Camachuelo picogrueso (es.)
Order — Passeriformes.
Family — Fringillidae.
Genus — Pinicola.
Species — Pinicola enucleator.
During the breeding season the pine grosbeak is usually found in open sub-Arctic and boreal forests where there is an abundance of coniferous trees, although it is also known to inhabit mixed forests. During the winter, the pine grosbeak uses a wider variety of habitats, including urban areas.
Length: 20-25 cm.
Wingspan: 33 cm.
Weight: 53-78 g.
The pine grosbeak is a large, plump, heavy-chested bird, which differs in appearance between sexes.
Plumage of the male is deep rose-pink on the head, neck, breast and rump, grey on each side of the body, and streaked black on the upperparts..

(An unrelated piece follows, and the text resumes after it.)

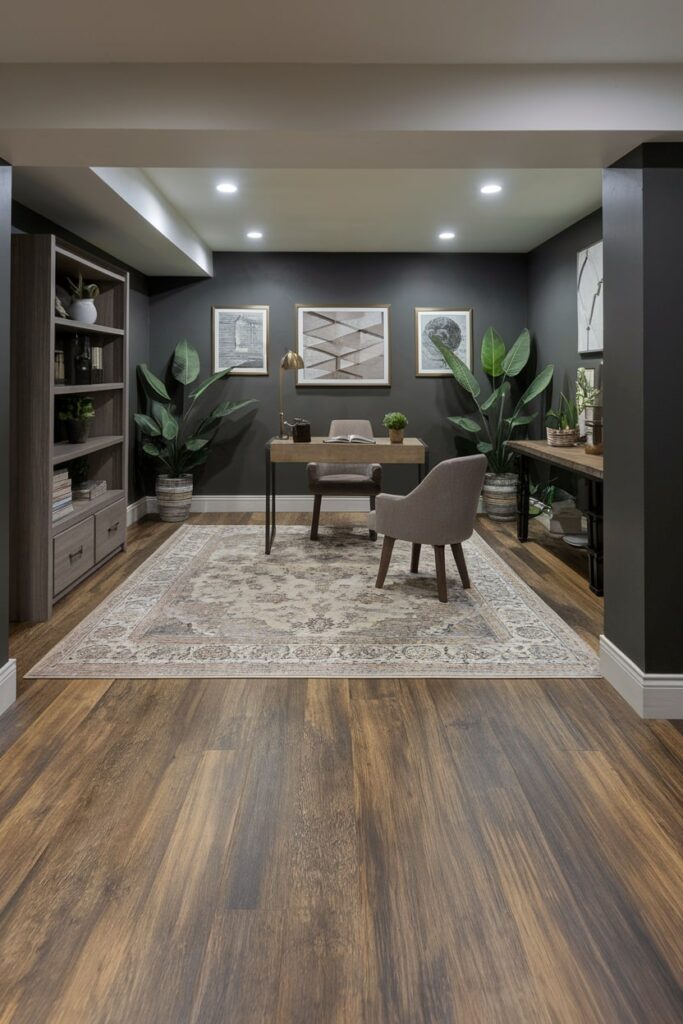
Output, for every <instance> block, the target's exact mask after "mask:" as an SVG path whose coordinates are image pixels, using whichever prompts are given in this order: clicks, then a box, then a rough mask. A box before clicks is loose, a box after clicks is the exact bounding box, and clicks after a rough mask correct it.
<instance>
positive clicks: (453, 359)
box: [429, 335, 481, 398]
mask: <svg viewBox="0 0 683 1024" xmlns="http://www.w3.org/2000/svg"><path fill="white" fill-rule="evenodd" d="M429 340H430V341H431V342H432V344H433V345H434V347H435V348H436V349H437V351H438V352H440V354H441V355H442V356H443V359H444V361H445V365H446V366H447V368H449V370H450V371H451V373H452V374H453V376H454V377H455V378H456V381H457V382H458V384H460V386H461V387H462V388H464V390H465V391H467V393H468V394H471V395H472V397H473V398H476V397H477V395H478V394H479V392H480V391H481V388H480V387H479V382H478V381H477V379H476V377H475V376H474V374H473V373H472V371H471V370H470V369H469V367H466V366H465V364H464V362H463V360H462V359H461V358H460V356H458V355H456V353H455V352H452V351H451V349H450V348H446V347H445V345H444V344H443V342H442V341H441V340H440V338H438V337H437V335H433V336H432V335H430V336H429Z"/></svg>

Throat is grey or white and there are also white or grey patches underneath the eyes.
Long tail is notched black-brown with a grey underside.
Wings are brown-black with conspicuous white wingbars.
The tips of some of the flight feathers are white.
The distinctive bill of the pine grosbeak is dark grey or black in both sexes and is large, stubby and conical, with the upper mandible overlapping the lower.
The eyes are cinnamon or dark brown.
Legs, toes and claws are dark brown, or occasionally grey-horn.
Females and juveniles:
The female pine grosbeak is smaller than the male and is equally as distinctive.
The head and rump of the female are yellow-olive to red-bronze.
The rest of the body is uniformly grey.
The juvenile pine grosbeak is almost indistinguishable from the adult female until its second year of life, although it is slightly duller and greyer.
Occasionally young males have red or orange feathers within their plumage, which are not present in the female.
During the breeding season, Pine Grosbeaks are typically found in pairs, but form larger flocks the rest of the year. They forage on the ground, in trees, shrubs, and in the air. They are attracted to 'Pygmy-Owl tooting,' a common practice of birders used to imitate a Pygmy-Owl and attract birds. They often allow very close approach by humans, but may be missed because they will sit motionless.
Grosbeaks feed on buds, fruits, berries and seeds. They mainly forage in the trees, though they will sometimes pick fallen seeds and berries from the ground. During the summer, about 15% of their diet is made up of insects. They also visit bird feeders during the winter. Although the pine grosbeak does not truly migrate, it moves through its range in response to food availability.
The clear, flute-like song of the pine grosbeak is used during courtship, to maintain pair bonds and for the defence of a territory. This bird is also able to mimic the vocalisations of other species.
Listlessness, Regurgitation, Dyspnea, Weight Loss, Diarrhea, Coughing, Wheezing, Syncope: Iron Storage Disease and related entities - excessive accumulation of iron in the liver. Most of the affected birds with acute signs die.
Weightloss, Glucosuria, Hyperclyemia, Polyuria (excessive urination), Polydipsia: Idiopathic diabetes mellitus - probably dietary related.
Pine Grosbeaks are generally monogamous, and form pairs before they arrive on the breeding grounds. The nest is typically located in dense foliage on a horizontal branch near the trunk of a tree, or in a vertical fork. The female builds the nest, which is a bulky, open cup of twigs and rootlets, lined with fine grass, moss, rootlets, and lichen. She incubates 3 to 4 eggs for 13 to 14 days. The male brings food to the female on the nest. Both members of the pair feed the young, which leave the nest after about 15 days. The young can fly well within a few days of hatching, but continue to beg for food from their parents for some time after fledging. Pairs generally raise one brood each season.